Competitive Searching over Terrains

We study a variant of the searching problem where the environment consists of a known terrain and the goal is to obtain visibility of an unknown target point on the surface of the terrain. The searcher starts on the surface of the terrain and is allowed to fly above the terrain. The goal is to devise a searching strategy that minimizes the competitive ratio, that is, the worst-case ratio between the distance traveled by the searching strategy and the minimum travel distance needed to detect the target. For $1.5$D terrains we show that any searching strategy has a competitive ratio of at least $\sqrt{82}$ and we present a nearly-optimal searching strategy that achieves a competitive ratio of $3\sqrt{19/2} \approx \sqrt{82} + 0.19$. This strategy extends directly to the case where the searcher has no knowledge of the terrain beforehand.

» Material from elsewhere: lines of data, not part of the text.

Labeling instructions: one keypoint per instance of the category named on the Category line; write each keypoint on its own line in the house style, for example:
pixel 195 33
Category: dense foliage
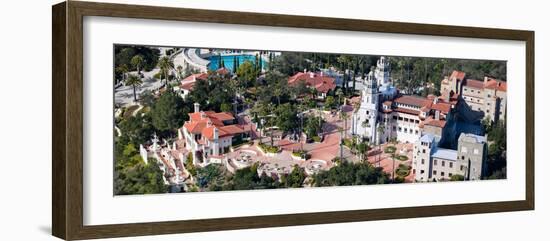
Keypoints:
pixel 168 112
pixel 496 157
pixel 346 174
pixel 125 53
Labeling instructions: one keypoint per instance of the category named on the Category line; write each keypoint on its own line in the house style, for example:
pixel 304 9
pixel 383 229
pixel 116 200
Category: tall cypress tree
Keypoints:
pixel 234 64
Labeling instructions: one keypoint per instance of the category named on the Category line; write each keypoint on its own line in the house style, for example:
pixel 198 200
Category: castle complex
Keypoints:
pixel 445 130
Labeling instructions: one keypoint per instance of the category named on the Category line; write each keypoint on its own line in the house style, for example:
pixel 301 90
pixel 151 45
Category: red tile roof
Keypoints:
pixel 407 111
pixel 472 83
pixel 459 75
pixel 317 80
pixel 496 84
pixel 432 122
pixel 412 100
pixel 204 123
pixel 443 107
pixel 193 77
pixel 222 71
pixel 188 85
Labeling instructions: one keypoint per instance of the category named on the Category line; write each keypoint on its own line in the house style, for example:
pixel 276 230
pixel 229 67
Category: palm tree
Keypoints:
pixel 123 69
pixel 137 61
pixel 380 129
pixel 344 117
pixel 339 93
pixel 393 167
pixel 133 80
pixel 165 64
pixel 180 71
pixel 341 144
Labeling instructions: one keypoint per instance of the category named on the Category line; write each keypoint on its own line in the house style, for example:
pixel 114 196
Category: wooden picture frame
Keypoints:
pixel 67 123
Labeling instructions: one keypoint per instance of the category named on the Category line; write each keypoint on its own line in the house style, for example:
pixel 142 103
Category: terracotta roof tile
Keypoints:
pixel 496 84
pixel 318 81
pixel 472 83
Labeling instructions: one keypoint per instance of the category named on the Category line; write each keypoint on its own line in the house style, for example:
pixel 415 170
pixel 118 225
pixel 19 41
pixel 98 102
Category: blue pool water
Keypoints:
pixel 228 61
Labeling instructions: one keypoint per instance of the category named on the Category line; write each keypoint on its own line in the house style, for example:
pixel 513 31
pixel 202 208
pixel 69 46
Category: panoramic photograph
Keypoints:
pixel 191 119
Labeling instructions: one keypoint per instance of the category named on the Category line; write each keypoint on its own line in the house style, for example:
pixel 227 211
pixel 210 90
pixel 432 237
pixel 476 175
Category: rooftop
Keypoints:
pixel 472 83
pixel 466 137
pixel 319 81
pixel 496 84
pixel 446 154
pixel 412 100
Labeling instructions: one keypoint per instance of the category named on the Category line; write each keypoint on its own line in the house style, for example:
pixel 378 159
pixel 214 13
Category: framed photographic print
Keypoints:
pixel 171 120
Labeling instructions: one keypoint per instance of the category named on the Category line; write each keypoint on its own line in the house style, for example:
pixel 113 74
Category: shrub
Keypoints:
pixel 301 154
pixel 269 149
pixel 349 143
pixel 399 179
pixel 402 158
pixel 316 139
pixel 390 149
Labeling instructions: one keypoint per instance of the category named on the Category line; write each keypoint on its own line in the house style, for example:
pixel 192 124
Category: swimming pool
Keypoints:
pixel 228 61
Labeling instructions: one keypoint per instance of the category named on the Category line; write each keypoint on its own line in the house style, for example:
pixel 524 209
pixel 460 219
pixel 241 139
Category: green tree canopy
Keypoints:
pixel 169 112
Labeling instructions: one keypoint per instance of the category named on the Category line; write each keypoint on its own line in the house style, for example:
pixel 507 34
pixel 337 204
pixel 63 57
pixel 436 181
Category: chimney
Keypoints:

For $2.5$D terrains we show that the optimal competitive ratio depends on the maximum slope $\lambda$ of the terrain, and is hence unbounded in general. Specifically, we provide a lower bound on the competitive ratio of $\Omega(\sqrt{\lambda})$. Finally, we complement the lower bound with a searching strategy based on the maximum slope of the known terrain, which achieves a competitive ratio of $O(\sqrt{\lambda})$.